One can imagine the era of modern telemedicine beginning with dermatology.

“Hey, I have this rash. Mind if I e-mail you a picture so you can tell me how to deal with it”?

While teledermatology can actually be a far more complex and sophisticated interaction between patient and doctor, that core ability to send an image of the key diagnostic feature is what has led some dermatologists to be involved in telemedicine for almost two decades now.

And with telemedicine and virtual medicine now entering prime time, it is not a surprise that more dermatologists are focusing on teledermatology as a way to allow more people to access quality care.

What is somewhat more surprising is that fact that after two decades of practice, the dermatology specialty still lacks a good remuneration model and more importantly agreed upon standards for how quality care should be delivered.

The recent annual meeting of the American Academy of Dermatology (#AAD17) meeting in Orlando provided a snapshot, if you will, of all these issues. Not only was teledermatology the focus of at least two educational sessions, it was also the subject of one of the plenary named lectures.

In her plenary presentation, Dr. Carrie Kovarik (@carriekovarik), associate professor of dermatology at the University of Pennsylvania and a

teledermatology pioneer, gave a blunt assessment of telemedicine in her specialty.

“There are people in the middle who see teledermatology as a good thing when it is used to provide quality care and provide access,” she said in an interview published in the conference newsletter. “Unfortunately, there are also people on one end of the spectrum who think this is a way to make a lot of money and sell products. Then there are people at the opposite end who are afraid that telemedicine is eventually going to take away their patients.”

If that was the bleak overview of telemedicine within the speciality, Kovarik’s assessment of how unprofessional and unethical websites are exploiting patients by offering teledermatology services was worse. “We have businesses that have scaled-up teledermatology using non-dermatologists, anonymous apps and apps where the patients have to self-diagnose.”
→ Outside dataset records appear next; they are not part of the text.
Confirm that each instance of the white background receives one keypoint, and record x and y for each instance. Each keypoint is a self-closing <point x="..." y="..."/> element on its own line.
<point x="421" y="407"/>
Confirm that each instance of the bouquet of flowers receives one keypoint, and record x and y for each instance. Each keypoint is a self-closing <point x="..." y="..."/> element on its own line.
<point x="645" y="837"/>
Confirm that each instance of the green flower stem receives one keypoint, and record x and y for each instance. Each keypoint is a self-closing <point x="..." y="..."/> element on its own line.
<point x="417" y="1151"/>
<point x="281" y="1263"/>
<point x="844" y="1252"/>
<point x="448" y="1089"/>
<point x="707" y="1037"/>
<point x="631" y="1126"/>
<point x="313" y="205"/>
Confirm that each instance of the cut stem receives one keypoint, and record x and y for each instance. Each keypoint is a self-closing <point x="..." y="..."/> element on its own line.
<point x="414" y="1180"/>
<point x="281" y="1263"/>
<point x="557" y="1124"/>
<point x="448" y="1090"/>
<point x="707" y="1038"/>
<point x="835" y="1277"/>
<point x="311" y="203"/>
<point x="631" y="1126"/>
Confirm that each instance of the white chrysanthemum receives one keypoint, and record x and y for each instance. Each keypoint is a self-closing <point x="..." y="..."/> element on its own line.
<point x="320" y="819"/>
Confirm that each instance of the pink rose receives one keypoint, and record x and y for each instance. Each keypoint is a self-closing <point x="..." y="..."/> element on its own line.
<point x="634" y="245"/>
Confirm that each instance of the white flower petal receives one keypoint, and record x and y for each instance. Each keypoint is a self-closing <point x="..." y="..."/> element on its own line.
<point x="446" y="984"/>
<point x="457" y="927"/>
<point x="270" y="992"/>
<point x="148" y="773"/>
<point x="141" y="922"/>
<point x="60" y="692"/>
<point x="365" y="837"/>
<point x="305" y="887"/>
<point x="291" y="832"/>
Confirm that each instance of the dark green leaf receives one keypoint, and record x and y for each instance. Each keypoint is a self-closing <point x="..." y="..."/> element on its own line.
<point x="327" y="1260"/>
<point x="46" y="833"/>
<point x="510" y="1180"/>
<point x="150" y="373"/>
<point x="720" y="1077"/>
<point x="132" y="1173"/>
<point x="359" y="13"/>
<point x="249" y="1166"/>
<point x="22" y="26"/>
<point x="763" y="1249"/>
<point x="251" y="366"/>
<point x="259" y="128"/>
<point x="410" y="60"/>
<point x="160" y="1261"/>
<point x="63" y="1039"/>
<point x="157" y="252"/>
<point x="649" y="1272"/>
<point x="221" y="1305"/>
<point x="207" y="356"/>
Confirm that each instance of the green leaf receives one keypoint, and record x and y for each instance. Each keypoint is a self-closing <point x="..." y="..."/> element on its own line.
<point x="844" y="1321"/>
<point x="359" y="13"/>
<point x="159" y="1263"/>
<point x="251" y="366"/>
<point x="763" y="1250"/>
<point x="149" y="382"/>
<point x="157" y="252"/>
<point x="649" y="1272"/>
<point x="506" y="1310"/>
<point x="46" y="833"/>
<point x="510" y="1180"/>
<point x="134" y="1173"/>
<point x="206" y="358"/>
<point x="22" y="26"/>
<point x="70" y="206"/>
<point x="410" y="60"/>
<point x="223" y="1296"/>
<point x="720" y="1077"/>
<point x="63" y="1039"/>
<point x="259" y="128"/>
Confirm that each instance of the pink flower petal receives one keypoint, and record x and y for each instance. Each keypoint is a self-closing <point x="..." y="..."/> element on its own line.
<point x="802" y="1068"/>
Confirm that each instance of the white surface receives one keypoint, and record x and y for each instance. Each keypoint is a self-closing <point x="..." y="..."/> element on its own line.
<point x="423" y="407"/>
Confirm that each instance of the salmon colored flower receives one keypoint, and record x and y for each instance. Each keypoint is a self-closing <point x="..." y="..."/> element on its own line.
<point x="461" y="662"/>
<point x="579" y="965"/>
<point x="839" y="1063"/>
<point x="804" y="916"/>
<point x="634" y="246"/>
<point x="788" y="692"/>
Despite the potential value of teledermatology for improving access to underserviced areas and populations through the U.S., in her speech Kovarik noted only 12 States currently reimburse specialists for the “store forward” approach in which pictures of a patient are assessed after they are taken.

Another challenge is that in many instances the patient’s primary care provider receives no payment for helping facilitate the process by, for example, taking high-quality images of the patient for the dermatologist to assess.

However at the end of the day, despite all these challenges, Kovarik predicted it would be harder and harder for dermatologists to avoid telemedicine.

The key she said was to ensure the quality of care provided is the same as that seen in a face-to-face encounter.